Saturday, May 3, 2014
I attended the First Friday Art Walk on Santa Fe Boulevard here in Denver last night, and for the first time in many months, it was actually a warm evening. The streets were crowded with art lovers, not to mention various and sundry acrobats. I suppose that can be considered an art form, too. The couple in the above photograph attracted quite a crowd, most of whom expressed the opinion that if they tried that themselves, they would wind up in the emergency room. So much for the state of exercise in this country. I say try it anyway and have your insurance card ready.
Friday, May 2, 2014
I checked the Facebook Page of Cheyanne - daughter of my friend Valarie and a Peace Corps Volunteer in Mozambique - and see that she is still enjoying the good life in that East African nation.
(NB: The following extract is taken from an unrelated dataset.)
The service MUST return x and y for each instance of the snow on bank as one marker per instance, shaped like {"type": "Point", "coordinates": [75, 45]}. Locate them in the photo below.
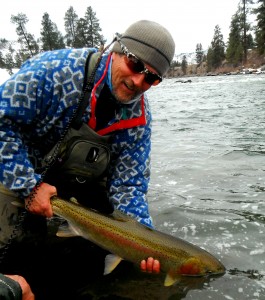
{"type": "Point", "coordinates": [3, 76]}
She recently spent some time with friends in the old Portuguese colonial town of Inhambane, and as the above photograph shows, Cheyanne (on the left) is keeping up with her social engagements, too. As I've said before, they don't call it the "Party Corps" for nothing. Check out Cheyanne's Blog at www.timeinmozambique.blogspot.com.
Thursday, May 1, 2014
I went to see the documentary Finding Vivian Maier at the Esquire Theater here in Denver last weekend. It is a film about a nanny who turned out to be one of the greatest street photographers ever, but never showed anyone her work, despite taking over 100,000 photographs. Most of her photos were taken in Chicago - my old home town - and I must say, her portraits of the people she met on the streets are stunning. She was evidently a very private person, quite eccentric (i.e.crazy), and probably would never have wanted the fame she has now gained posthumously. Maier also took 8 months off and traveled the world, taking thousands of photographs wherever she went. Traveling all over the world, acting wildly eccentric, taking photographs of everybody and everything. Hey, I could do that! Something to aspire to.